Krieg in der Ukraine Separatisten starten Offensive auf Flughafen von Donezk

  • Prorussische Separatisten attackieren verstärkt den Flughafen von Donezk.
  • Trotz eines Waffenstillstands sterben täglich Menschen bei den Kämpfen, darunter viele Zivilisten.
  • In einem Telefonat mit Putin fordert Kanzlerin Merkel Russland auf, mäßigend auf die prorussischen Separatisten einzuwirken.
  • Altkanzler Schröder fordert eine Entspannungspolitik des Westens.

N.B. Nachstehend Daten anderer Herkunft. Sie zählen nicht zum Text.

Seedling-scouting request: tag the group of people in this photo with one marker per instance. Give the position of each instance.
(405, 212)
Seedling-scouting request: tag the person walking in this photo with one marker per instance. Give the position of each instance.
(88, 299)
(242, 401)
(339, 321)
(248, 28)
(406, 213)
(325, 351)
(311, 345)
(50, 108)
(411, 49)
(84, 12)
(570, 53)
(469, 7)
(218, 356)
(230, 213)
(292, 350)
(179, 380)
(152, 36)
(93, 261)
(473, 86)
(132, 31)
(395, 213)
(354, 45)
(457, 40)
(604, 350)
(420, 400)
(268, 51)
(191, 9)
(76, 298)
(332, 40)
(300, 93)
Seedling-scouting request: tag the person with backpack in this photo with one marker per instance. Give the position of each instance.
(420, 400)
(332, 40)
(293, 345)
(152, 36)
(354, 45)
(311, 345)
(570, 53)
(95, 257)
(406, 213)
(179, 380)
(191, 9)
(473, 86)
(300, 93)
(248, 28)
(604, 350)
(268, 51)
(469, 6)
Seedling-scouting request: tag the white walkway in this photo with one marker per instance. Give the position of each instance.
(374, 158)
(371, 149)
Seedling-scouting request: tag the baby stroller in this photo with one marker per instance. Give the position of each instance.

Separatisten-Offensive in Donezk

In der Ostukraine verstärken Separatisten ihre Angriffe auf den Flughafen von Donezk. Wie das ukrainische Militär und Separatisten berichtet, begannen die prorussischen Kämpfer am Mittwoch eine neue Offensive auf das strategisch wichtige Gelände. Der Flughafen wird derzeit von ukrainischen Soldaten gehalten. Der Verlust des Gebiets würde Kiew schwer treffen.

Regierungskräfte hätten mindestens sieben Separatisten getötet und zehn weitere Aufständische verletzt, sagte ein Armeesprecher. Die militanten Gruppen hätten in der Nacht versucht, ein von der Nationalgarde besetztes Terminal zu stürmen. Die prorussischen Aufständischen bestätigten die Kämpfe und sprachen von mehreren Opfern aufseiten der Armee. "Wir kontrollieren bereits 90 Prozent des Flughafens und werden den Rest in zwei, drei Tagen einnehmen", kündigte Separatistenführer Alexander Sachartschenko an.

Viele zivile Opfer bei Kämpfen

Trotz einer geltenden Waffenruhe sterben in der Ostukraine täglich Menschen. Prorussische Separatisten und Regierungstruppen schießen mit schwerer Artillerie. Dabei starben am Mittwoch mindestens zehn Menschen, wie die Aufständischen und der Stadtrat von Donezk mitteilten. Den Donezker Behörden zufolge traf ein Geschoss einen Kleinbus in der Stadt und tötete mindestens sechs Menschen. Die Aufständischen sprachen von acht Toten.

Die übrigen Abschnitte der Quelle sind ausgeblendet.